Google's innovations are popular and effective. So why does the company find it so hard to pronounce them finished?
Written by Leader , Contributor
It turns out that “Don't Do Evil” isn't quite holy enough. Following on from last month's security worries over Google Desktop Search, this week sees a curious flaw surface in Gmail, Google's must-have email system. Why worry? It's not a big problem: small amounts of other people's email surfaces at random if you type just the wrong thing. It's fixed now. And anyway, both products are in beta. You knew the risks when you signed up.

Google is taking the art of the public beta to new levels. Its popular Google News service was launched in beta form over two years ago: it's still there. Even Microsoft at its most paranoid has never left a release candidate of a product out in limbo for that long -- perhaps the Googleplex could do with some dull old project managers to leaven the visionaries.

Once upon a time, beta had a precise meaning: this software works up to a point but is not good enough to sell. There is a certain test pilot cachet in using the stuff: sure, you'll crash a few times but you're at the edge. When you're over that macho nonsense, though, beta is as unwelcome in software as it would be in kitchen appliances were kettle makers silly enough to try it.

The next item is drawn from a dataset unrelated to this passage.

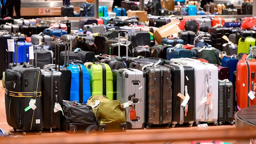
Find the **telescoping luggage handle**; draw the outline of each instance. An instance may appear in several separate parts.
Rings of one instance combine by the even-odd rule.
[[[124,32],[125,33],[126,37],[126,60],[128,60],[128,31],[124,30],[119,30],[118,31],[118,56],[120,56],[120,33]]]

Google's revenue model means there is little pressure on the company to finish things off. Quite the opposite: targeted advertising benefits from endless tinkering, and as long as the users aren't inconvenienced enough to abandon a particular service, where's the problem in never quite finishing off the rough bits?

It shows considerable disrespect, for one thing. Part of the deal with public betas is that the users accept some problems in return for helping create the finished product, but if that product is never finished then why bother? It also lets Google off the hook when bad things happen: it never said the software was finished. It just wanted you to use it. That's no way to build a reputation for effective cleverness. It implies that beta is an excuse for shirking responsibility, rather than a shakedown period that makes the final product better.

Google is getting so many things right, it should beware the arrogance implicit in endless beta programmes. In the words of Steve Jobs, real artists ship.